Longhorn Hall of Honor: John Langerhans
Nov. 9, 2011
Natalie England, TexasSports.com
Football is what originally drew John Langerhans to The University of Texas, but it was baseball that turned him into a Longhorn legend.
As an awestruck young boy, Langerhans watched football coach Darrell Royal's first season on the Forty Acres from the north end zone seats of what is now Darrell K Royal-Texas Memorial Stadium.
Years later, it was Langerhans dazzling the fans. As a first baseman, Langerhans pulled UT to three NCAA Men's College World Series appearances (1969, 1970, 1972). His 30 career home runs rank seventh on UT's all-time list and are the most among those who played before 1975.
"I have bled orange from probably three or four years old. My dad was responsible for that. We came to the UT football games," Langerhans said. "I've been a Longhorn my whole life and getting a chance to go to Texas and play baseball, to me, was more important than when I got drafted out of high school to play in the pros. My feeling was that playing for the Longhorns was better than playing for the pros, because I've been a Longhorn through and through forever."]
Langerhans led the Longhorns to three College World Series appearances and four Southwest Conference titles during his four-year career playing for Clif Gustafson. He finished his UT career with 35 doubles, seven triples, 151 RBI and a .325 batting average.
Langerhans' .589 slugging percentage ranks No. 12 on UT's career list. He and Jeff Ontiveros are the only two players in school history to lead the squad in home runs for three or more seasons.
But all these years later and Langerhans doesn't recollect the home runs or his All-America selections. He remembers the camaraderie of his Longhorns teammates and the special setting The University of Texas provided.
"Really, just the memories of old Clark Field and all the fun times we had out there," Langerhans said. "The more recent players don't have a clue to what it was like playing at Clark Field. It was a unique field with a cliff out there in center field. Opponents had to try and climb the cliff to go after balls we hit out there. Of course, we had drills at practice running up the cliff.
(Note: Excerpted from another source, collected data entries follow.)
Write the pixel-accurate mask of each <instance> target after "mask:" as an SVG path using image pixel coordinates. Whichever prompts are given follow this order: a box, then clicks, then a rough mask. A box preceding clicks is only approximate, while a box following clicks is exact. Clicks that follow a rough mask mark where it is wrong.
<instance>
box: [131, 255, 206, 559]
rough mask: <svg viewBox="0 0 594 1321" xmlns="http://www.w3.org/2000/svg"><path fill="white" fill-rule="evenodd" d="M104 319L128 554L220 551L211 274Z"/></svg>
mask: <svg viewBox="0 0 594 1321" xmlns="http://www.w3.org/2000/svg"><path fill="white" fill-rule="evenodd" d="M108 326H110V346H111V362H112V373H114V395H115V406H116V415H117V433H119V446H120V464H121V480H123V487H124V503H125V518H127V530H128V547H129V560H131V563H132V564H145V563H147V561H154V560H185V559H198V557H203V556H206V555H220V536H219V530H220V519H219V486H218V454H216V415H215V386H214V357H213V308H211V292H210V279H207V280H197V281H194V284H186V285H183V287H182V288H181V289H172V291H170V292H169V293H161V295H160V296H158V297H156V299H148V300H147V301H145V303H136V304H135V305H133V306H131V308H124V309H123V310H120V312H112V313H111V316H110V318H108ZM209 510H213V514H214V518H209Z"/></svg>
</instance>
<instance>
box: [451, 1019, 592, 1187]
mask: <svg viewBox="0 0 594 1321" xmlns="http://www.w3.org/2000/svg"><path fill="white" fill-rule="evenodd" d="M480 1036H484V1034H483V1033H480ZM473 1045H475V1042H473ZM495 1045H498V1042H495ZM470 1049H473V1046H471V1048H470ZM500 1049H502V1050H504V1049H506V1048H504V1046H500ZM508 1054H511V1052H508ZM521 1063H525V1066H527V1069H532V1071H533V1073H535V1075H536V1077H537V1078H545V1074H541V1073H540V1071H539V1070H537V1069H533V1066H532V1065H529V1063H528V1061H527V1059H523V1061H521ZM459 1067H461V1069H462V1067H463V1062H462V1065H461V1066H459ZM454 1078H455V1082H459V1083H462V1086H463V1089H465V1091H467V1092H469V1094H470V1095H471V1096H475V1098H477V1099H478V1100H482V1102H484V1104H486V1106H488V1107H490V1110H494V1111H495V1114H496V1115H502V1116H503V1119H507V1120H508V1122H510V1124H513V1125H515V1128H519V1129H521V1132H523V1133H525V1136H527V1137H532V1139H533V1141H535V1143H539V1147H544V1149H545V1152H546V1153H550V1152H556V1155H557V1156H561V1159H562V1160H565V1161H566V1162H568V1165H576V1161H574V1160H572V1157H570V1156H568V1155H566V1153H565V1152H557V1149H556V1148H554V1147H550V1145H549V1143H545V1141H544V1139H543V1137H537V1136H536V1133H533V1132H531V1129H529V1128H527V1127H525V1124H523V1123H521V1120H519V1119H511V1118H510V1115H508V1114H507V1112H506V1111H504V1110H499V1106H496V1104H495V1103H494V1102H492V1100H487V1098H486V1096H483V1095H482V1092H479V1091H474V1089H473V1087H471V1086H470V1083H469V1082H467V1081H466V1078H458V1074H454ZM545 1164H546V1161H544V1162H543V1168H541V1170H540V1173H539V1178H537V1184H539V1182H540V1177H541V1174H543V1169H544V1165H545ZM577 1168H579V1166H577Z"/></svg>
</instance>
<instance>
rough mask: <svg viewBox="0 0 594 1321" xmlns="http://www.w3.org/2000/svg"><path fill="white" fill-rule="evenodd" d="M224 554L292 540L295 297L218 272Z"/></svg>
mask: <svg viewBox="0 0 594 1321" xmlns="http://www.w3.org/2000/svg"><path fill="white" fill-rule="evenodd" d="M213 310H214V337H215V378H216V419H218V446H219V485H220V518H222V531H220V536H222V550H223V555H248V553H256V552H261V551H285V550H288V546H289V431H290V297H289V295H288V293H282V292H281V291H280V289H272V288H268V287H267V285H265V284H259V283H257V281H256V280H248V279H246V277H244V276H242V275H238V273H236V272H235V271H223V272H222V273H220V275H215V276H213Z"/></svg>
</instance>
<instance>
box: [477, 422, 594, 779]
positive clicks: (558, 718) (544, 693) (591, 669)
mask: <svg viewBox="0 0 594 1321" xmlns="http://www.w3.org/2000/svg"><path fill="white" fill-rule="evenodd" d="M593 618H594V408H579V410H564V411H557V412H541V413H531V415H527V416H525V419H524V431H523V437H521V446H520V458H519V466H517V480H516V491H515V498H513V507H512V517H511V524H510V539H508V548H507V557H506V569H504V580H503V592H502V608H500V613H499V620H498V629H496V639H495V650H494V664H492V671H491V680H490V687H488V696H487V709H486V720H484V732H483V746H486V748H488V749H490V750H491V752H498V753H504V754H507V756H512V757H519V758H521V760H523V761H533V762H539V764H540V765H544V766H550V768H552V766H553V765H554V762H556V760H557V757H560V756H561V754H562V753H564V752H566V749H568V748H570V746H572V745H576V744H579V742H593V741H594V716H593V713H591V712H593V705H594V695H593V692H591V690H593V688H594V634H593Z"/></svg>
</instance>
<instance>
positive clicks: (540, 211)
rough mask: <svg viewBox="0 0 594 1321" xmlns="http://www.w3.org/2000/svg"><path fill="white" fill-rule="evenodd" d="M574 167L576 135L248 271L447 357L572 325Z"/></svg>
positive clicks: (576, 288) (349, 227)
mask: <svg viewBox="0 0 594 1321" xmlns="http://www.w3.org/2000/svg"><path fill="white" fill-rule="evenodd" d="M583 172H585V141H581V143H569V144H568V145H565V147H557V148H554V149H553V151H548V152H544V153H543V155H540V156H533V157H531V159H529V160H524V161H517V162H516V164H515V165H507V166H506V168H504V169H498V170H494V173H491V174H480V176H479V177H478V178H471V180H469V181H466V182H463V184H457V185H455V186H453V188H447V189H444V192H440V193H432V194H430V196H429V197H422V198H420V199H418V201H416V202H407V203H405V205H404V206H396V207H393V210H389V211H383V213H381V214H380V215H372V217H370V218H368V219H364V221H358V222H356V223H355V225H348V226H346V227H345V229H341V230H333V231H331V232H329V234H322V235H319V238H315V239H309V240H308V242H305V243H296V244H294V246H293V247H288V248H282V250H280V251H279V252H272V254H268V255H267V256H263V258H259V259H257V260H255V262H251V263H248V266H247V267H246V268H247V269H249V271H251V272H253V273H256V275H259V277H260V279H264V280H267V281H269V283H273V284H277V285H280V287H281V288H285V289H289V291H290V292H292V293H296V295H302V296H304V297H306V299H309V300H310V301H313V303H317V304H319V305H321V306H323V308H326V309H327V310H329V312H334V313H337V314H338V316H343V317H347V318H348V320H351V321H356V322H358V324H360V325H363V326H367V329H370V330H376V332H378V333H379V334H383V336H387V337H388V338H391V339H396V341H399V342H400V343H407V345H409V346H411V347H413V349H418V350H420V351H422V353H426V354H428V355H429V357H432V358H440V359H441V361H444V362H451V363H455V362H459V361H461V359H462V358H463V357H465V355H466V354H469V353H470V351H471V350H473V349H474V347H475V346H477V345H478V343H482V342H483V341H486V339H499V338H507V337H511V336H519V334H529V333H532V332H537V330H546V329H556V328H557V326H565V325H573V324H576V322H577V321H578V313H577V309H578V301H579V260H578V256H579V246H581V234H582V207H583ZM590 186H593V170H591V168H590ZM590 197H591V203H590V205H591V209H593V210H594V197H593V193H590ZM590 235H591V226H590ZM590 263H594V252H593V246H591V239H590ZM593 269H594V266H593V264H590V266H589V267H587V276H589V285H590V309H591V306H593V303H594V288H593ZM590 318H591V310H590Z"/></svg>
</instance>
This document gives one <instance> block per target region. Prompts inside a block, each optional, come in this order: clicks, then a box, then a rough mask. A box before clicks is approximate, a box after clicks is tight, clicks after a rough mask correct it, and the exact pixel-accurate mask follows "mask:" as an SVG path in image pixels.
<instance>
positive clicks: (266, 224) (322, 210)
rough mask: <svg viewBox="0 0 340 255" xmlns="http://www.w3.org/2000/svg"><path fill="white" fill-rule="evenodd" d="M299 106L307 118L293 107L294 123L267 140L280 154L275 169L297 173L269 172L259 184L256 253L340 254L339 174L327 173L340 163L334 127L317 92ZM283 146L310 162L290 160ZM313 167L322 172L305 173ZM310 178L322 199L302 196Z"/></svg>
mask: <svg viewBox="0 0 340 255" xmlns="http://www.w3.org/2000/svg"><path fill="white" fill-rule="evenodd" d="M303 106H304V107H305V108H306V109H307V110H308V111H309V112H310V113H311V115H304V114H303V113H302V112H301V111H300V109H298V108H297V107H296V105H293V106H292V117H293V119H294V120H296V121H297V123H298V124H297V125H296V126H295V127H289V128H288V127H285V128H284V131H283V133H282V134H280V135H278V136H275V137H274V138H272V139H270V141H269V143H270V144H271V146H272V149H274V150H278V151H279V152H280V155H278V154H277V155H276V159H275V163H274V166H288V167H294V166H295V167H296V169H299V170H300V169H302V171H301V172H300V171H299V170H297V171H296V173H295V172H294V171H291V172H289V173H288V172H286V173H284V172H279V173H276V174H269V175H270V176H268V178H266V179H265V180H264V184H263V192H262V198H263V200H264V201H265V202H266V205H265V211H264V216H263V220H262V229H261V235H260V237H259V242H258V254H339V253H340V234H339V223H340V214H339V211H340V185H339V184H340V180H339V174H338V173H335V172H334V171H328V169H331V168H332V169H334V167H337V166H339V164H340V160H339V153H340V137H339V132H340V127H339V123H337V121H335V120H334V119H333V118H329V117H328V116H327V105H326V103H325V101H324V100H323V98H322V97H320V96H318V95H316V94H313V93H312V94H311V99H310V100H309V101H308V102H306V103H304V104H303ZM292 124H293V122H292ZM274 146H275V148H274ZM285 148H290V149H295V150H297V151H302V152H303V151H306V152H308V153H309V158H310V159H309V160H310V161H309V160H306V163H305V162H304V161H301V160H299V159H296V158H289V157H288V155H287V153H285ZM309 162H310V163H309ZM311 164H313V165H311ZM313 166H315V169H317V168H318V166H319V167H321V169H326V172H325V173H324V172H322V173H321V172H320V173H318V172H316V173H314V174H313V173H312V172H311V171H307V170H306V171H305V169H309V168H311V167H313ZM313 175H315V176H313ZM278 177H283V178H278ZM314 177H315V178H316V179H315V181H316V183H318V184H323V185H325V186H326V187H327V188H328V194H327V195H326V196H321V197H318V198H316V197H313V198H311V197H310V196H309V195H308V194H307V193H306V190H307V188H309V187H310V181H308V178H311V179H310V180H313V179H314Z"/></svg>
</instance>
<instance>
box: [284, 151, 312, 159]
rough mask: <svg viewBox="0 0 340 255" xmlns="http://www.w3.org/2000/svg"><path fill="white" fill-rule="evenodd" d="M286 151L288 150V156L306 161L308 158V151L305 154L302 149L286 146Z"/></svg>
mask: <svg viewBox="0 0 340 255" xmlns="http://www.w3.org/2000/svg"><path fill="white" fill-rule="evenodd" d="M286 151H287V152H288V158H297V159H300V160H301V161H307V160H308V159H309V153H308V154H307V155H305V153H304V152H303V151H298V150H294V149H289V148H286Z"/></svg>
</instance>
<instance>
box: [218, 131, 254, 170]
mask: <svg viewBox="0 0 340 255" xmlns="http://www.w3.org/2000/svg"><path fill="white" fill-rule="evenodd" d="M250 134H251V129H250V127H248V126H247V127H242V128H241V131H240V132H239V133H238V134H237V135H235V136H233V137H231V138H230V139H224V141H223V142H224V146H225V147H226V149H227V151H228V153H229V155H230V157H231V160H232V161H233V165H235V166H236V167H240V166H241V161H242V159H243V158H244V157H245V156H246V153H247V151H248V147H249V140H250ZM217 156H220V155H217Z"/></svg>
It was such a special field for us."
Langerhans earned second-team All-America honors in 1971. His .743 slugging percentage from that year still ranks fourth in the school annals.
Following his UT career, Langerhans played four seasons with the Cleveland Indians organization, and ultimately reached Double-A, where he played for the San Antonio Brewers. But all along, Langherhans had an inkling his place on the diamond was in the dugout.
"I've wanted to be a coach ever since I was a little boy. My dad was a coach, and he was my biggest inspiration," Langerhans said. "There was no question by the time I got to the University of Texas on what I was going to be. Once I finished my baseball career, I was headed one direction and that was coaching. I wanted to be just like my dad."
However, Langerhans did more than just become a coach -- he grew into one of the most decorated high school coaches in the Central Texas history. He compiled a 613-200 career record in 28 years of coaching, his final 19 at Round Rock.
Langherhans led Round Rock to the state title in 1997 and ushered the Dragons back to the state championship game in 2003. He was inducted into the Texas High School Baseball Coaches Association Hall of Fame in 2007.
"My dad was my biggest role model and obviously Coach Gus (Cliff Gustafson) meant so much to me. Those two men have been the biggest inspiration in my life as far as my baseball and coaching career," Langerhans said. "My teammates were special and, all of the University of Texas was a special time for us. The moments, the chances we had -- the three times that we went to Omaha and played in the College World Series were special. We never won it. Our ultimate goal was always to win the thing and we went three of the four years I was there. We just never captured the big prize. The memories of going up there were great."